Jacob Hamblin, Dudley Leavitt, and Ira Hatch
These three Mormon pioneers engaged in many missionary experiences to make peace and form friendships with the several tribes in Southern Utah.
Jacob Hamblin’s eight rules in dealing with the Indians throughout his life:
- I never talk anything but the truth to them.
- I think it useless to speak of things they cannot comprehend.
- I strive by all means to never let them see me in a passion.
- Under no circumstances show fear, thereby showing to them that I have a sound heart and a straight tongue.
- Never approach them in an austere manner nor use more words than are necessary to convey my ideas, not in a higher tone of voice than to be distinctly heard.
- Always listen to them when they wish to tell of their grievances, and redress their wrongs, however trifling they may be if possible. If I cannot I let them know I have a desire to do so.
- I never allow them to hear me use profane or obscene language or take any unbecoming course with them.
- I never submit to any unjust demands or submit to coercion under any circumstances, thereby showing them that I govern and am governed by the rule of right not by might.

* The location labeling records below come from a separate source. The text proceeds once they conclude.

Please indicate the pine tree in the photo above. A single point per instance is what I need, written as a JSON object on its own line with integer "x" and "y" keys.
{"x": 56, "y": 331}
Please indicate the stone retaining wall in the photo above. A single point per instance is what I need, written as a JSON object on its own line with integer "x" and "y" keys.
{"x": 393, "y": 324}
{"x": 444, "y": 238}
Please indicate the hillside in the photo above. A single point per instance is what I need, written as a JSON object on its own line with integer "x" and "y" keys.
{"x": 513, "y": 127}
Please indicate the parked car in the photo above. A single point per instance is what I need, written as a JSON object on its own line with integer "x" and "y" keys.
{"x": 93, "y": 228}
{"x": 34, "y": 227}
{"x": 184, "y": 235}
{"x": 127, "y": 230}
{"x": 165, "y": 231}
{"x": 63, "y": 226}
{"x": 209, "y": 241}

Jacob Hamblin adds, “I believe if the rules that I have mentioned were observed there should be little difficulty on our frontier with the Red Man.” Hamblin treated the Native Americans as intelligent equals. He said, “Some people call the Indians superstitious. I admit the fact, but do not think that they are more so than many who call themselves civilized. There are few people who have not received superstitious traditions from their fathers….
The more intelligent part of the Indians believe in one Great Father of all; also in evil influences, and in revelation and prophecy; and in many of their religious rites and ideas, I think they are quite as consistent as the Christian sects of the day.”